The Roman conversion of the Anglo-Saxons is customarily dated from 597, the year in which Augustine established his mission at Canterbury, and as the various kingdoms of the English were Christianized, they received not only a new religion but also a new alphabet: the Latin alphabet of the Roman and Celtic church
J.A. Burrow, Medieval Writers and Their Work: Middle English Literature and its Background 1100-1500, 24
Not merely a translation, but an interweaving of Christian and Anglo-Saxon cultures and cultural lore is evident in most Old English poems that survived as manuscripts.

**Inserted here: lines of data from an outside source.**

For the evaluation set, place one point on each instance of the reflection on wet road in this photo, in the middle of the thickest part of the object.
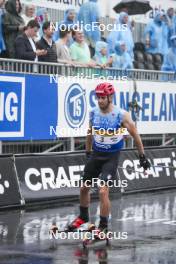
(148, 219)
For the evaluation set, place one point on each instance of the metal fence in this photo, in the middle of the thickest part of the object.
(58, 69)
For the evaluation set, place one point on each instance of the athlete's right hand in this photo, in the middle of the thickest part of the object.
(88, 155)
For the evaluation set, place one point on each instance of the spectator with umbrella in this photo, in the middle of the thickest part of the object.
(171, 23)
(124, 34)
(88, 15)
(68, 22)
(121, 59)
(156, 34)
(13, 25)
(169, 63)
(101, 54)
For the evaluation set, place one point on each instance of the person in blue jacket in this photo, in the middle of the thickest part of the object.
(169, 63)
(122, 33)
(101, 54)
(171, 23)
(121, 59)
(89, 15)
(156, 34)
(69, 21)
(2, 42)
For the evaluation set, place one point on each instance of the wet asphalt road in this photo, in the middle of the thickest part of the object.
(148, 220)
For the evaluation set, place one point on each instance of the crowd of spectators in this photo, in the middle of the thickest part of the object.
(29, 35)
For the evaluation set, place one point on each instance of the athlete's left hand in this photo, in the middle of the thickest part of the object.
(144, 162)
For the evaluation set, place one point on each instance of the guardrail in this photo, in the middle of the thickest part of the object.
(60, 69)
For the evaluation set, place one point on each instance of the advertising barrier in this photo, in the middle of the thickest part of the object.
(45, 107)
(162, 173)
(9, 187)
(39, 178)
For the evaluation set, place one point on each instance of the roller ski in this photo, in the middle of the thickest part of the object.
(97, 236)
(78, 225)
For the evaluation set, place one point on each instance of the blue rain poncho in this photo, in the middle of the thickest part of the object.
(99, 57)
(157, 32)
(171, 27)
(66, 21)
(89, 15)
(169, 63)
(40, 16)
(122, 34)
(121, 58)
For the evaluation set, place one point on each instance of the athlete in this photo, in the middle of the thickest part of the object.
(103, 145)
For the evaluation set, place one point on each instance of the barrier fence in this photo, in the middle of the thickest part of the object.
(31, 179)
(22, 66)
(36, 80)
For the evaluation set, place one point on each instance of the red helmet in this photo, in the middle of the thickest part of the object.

There are biblical stories, such as Juliana, a saint's life, and Judith, that are reinterpreted for an Anglo-Saxon audience. But there are also clear Christian influences on Anglo-Saxon imagery and stories, as exemplified in the kenning "wuldres Wealdend" or wielder of wonders (for God) in Beowulf -- evidence that the Anglo-Saxon oral poetic form and content underwent significant cultural translation when surrounded by Christian literate culture, undoubtedly well before the poem was written down. Yet the influence was mutual, insofar as the Anglo-Saxon audience was concerned: Anglo-Saxon understandings of the world influenced interpretations of Bible stories, for example, in the representation of Satan as an ungenerous lord (ll. 685-90), which superimposes the conceptual framework of the comitatus, or warrior fellowship, upon biblical characters.